24 jan Criativos, “apesar de você”
XXVII Moitará discute efeitos do regime ditatorial sobre a psique a cultura.
A 27ª edição do Moitará, evento anualmente realizado pela SBPA com o intuito de estudar símbolos da cultura brasileira, teve como tema “1964: Repressão, Medo e Criatividade”. No cinquentenário do golpe militar, o evento abordou a repressão e as manifestações artísticas que emergiram nesse cenário restritivo, que foram recordadas e analisadas por pensadores e representantes do mundo das artes.
Entre os dias 28 e 30 de novembro de 2014, na cidade de Campos do Jordão, SP, o público presente assistiu a 12 palestras, muitas das quais consistiram em depoimentos de pessoas que foram torturadas pelo Estado ou sofreram com a opressão sobre suas famílias e amigos.
Maria Rita Kehl, psicanalista e membro da Comissão da Verdade, recordou como boa parte da classe média brasileira, conservadora como sua própria família era, temia que os comunistas dominassem o Brasil no início dos anos 1960. Ela também relatou como era o estilo de vida dos jovens no seio dessas famílias e na militância da “esquerda pop, que não gostava só das músicas de protesto”. A palestrante ainda assinalou como os festivais de música pós-golpe preparavam, de alguma maneira, uma “virada” – o sertão viraria mar.
Mas a restrição às liberdades no Brasil tornou-se ainda mais pesada no final daquela década, sendo emblemático da violência do regime o Ato Institucional nº5, de 1968. Na visão de José Miguel Wisnik, músico e ensaísta que trabalhou com Kehl na redação do jornal Movimento durante a ditadura, o AI-5 rompeu brutalmente o desejo, expresso na cultura, de um salto político. Segundo ele, “nos anos 1970, o cotidiano passou a ser algo fechado em si mesmo, e a canção tornou-se o lugar da voz da experiência coletiva: ‘Todo dia ela faz tudo sempre igual’”, cantou, recordando o verso de Chico Buarque.
Vera Valente, analista junguiana e historiadora, comentou que, após o AI-5, ela e os amigos aprenderam a falar baixo: “Sentíamos o perigo de pensar contra a ditadura”. Contudo, tendo deixado a casa dos pais para atuar na militância política clandestina, a analista, membro da SBPA, sentiu-se mais livre: “Como era bom me sentir vivendo fora da casta em que fui criada, tão fechada, prepotente, que se via como a única solução possível para o Brasil”.
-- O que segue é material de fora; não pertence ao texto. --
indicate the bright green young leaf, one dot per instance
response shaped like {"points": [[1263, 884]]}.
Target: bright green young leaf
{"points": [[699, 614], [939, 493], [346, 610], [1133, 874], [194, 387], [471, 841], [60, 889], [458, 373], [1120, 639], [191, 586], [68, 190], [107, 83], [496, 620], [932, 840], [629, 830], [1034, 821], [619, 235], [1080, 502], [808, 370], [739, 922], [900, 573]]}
Ela lembrou como sua família resistiu em reconhecer a violência que se instaurara no País e de como, apesar do medo e da dor pelos amigos presos e torturados, seu grupo não perdia o ânimo. Essa esperança de ver “o jardim florescer” está presente nos versos da canção “Apesar de Você”, do já citado Chico Buarque.
Cid Benjamin, jornalista e escritor que foi torturado, trouxe à baila o sujeito torturador de maneira peculiar. “Descobri, entre os torturadores, pessoas que possivelmente eram bons vizinhos na sociedade. Seria mais simples virar a página e dizer que todos eram monstros”, declarou. O palestrante trouxe como exemplo o médico Amílcar Lobo, que participava de sessões de tortura. Algum tempo depois, ele entrou em angústia e deu informações importantes sobre a tortura, o que o levou a ser duplamente perseguido: pelos militares e pelos militantes de esquerda.
O XXVII Moitará ainda contou com as apresentações de Ana Lia Aufranc, analista junguiana, Éder Chiodetto, fotógrafo e jornalista, Tessa Moura Lacerda, professora de filosofia, Glenda Mezarobba, cientista política, Roberto Gambini, analista junguiano, Adélia Bezerra de Meneses, professora de teoria literária, Celso Fernando Favaretto, professor de filosofia, Bayard Tonelli, ator e bailarino, e de Álvaro Ancona de Faria, analista junguiano, além da performance de Jean Garfunkel, músico.
Membros analistas da SBPA compuseram a comissão organizadora do evento: Fani Kaufman, Lenisa Castello Branco, Maria Beatriz Ferrari Borges, Selma Mantovani, Tito Cavalcanti, Verá Sá e Victor Palomo.